18	archive	Q	Completeness	V	in_reply_to_status_id, in_reply_to_user_id, retweeted_status_timestamp, retweeted_status_id, retweeted_status_user_id	Only original ratings (no retweets/reply) must be considered(as per project requirement). Uninterested columns present.
19	archive	Q	Completeness	P	in_reply_to_status_id, in_reply_to_user_id	Observations for Uninterested reply columns present(78).
20	archive	Q	Completeness	P	retweeted_status_timestamp, retweeted_status_id, retweeted_status_user_id	Observations for Uninterested retweet columns present(181).

3. Data Cleaning

First Step: I have copied all the three DataFrames using .copy() method,

archive_copy = archive.copy()

img_pred_copy = img_pred.copy()

ret_fav_hash_copy = retweet_favorite_count.copy()

Further Steps:

I have dropped the Uninterested observations for Reply(78) and Retweet(181) by their index. And those features were also dropped.
For Erroneous data types, I have converted it using .astype() method for tweet_id and pd.to_datetime() method for timestamp
For the surprising rating_numerator and rating_denominator, I have done text scraping for corresponding observation. From the text, it was observed that some observations had inaccurate rating and changed it manually.
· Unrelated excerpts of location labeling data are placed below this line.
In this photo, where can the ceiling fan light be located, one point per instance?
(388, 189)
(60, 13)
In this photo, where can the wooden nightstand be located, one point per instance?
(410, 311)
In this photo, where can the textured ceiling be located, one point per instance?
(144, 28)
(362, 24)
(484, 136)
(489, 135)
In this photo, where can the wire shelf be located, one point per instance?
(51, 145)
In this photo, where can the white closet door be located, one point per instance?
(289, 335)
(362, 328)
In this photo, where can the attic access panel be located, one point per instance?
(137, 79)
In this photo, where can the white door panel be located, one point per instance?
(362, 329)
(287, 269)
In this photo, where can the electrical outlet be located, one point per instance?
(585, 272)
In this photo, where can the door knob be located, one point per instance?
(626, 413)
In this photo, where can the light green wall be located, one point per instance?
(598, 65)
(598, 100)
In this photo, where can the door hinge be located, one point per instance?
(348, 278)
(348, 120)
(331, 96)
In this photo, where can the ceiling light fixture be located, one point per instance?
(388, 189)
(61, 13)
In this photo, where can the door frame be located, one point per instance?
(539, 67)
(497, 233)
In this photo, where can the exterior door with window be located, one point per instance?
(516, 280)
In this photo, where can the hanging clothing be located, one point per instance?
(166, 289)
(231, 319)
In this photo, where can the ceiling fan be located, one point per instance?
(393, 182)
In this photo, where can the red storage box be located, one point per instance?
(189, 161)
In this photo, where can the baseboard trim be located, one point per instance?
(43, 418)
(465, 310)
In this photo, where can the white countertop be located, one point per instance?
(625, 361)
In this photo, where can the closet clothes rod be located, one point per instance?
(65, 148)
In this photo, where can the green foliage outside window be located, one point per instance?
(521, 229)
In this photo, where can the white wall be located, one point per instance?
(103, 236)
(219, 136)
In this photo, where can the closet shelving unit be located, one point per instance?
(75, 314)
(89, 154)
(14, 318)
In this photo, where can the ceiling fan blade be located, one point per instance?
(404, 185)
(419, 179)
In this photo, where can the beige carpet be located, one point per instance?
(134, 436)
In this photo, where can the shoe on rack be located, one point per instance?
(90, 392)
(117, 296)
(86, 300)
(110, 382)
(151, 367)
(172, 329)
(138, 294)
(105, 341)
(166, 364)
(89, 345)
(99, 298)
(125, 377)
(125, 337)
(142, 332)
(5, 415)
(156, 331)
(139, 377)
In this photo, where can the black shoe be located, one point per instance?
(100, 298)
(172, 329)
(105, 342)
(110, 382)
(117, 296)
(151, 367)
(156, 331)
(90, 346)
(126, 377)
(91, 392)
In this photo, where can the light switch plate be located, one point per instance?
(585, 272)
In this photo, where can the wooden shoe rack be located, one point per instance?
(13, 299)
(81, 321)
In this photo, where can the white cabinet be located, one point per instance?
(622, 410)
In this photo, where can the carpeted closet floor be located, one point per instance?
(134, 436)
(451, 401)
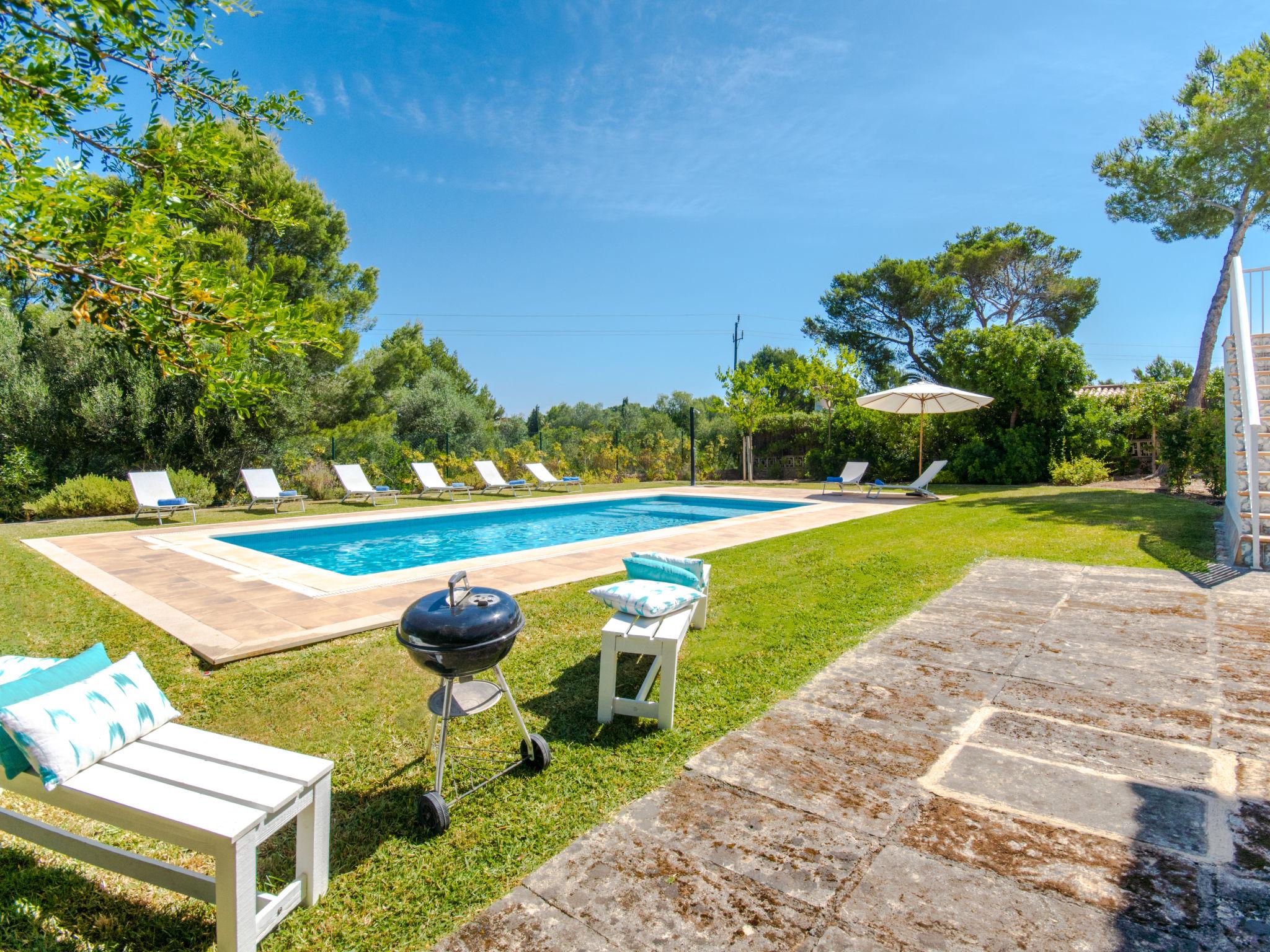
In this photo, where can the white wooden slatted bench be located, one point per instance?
(660, 638)
(201, 791)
For tweets without any rating, gave default rating as 10/10. And some other high values is true and are due to tweeter has given ratings to group of dogs present in the post as the sample shown below.

Figure a

Figure b

In order to solve the consistency problem of rating, I have performed Feature Engineering, where

rating = rating_numerator / rating_denominator
From img_pred_copy, I have selected one Prediction data with TRUE and higher confidence, bundled as breed and confidence. Remaining uninterested columns were dropped.
The dog’s names issue was solved by replacing the values starting with lower case with ‘None’.
Source name for source column was found using regex and replaced with the same. The URL in text column was removed using regex. ‘&amp’ and ‘\n’ symbol replced with ‘&’ and ’ ’.
I have removed the additional and duplicated URL from expanded_urls using set().
I have capitalized the breed names using string.capwords().
I have also merged 4 columns (doggo, pupper, puppo, and floofer) into one, which I have bundled and named as stage. Where, some have more than one stage, I have done text scraping again and changed the stages manually if it is inaccurate.
Finally, I have solved the tidiness issues by merging all the three data frames by tweet_id and stored it in master DataFrame df.

Conclusions

In First Iteration, I have documented 20 issues. But, this master data is not totally free of issues, as Data Wrangling is an iterative process.

I have stored the wrangled data in twitter_archive_master.csv file with a minored number of issues, and ready for a Data Analysis. This file has 1964 observations and 16 features.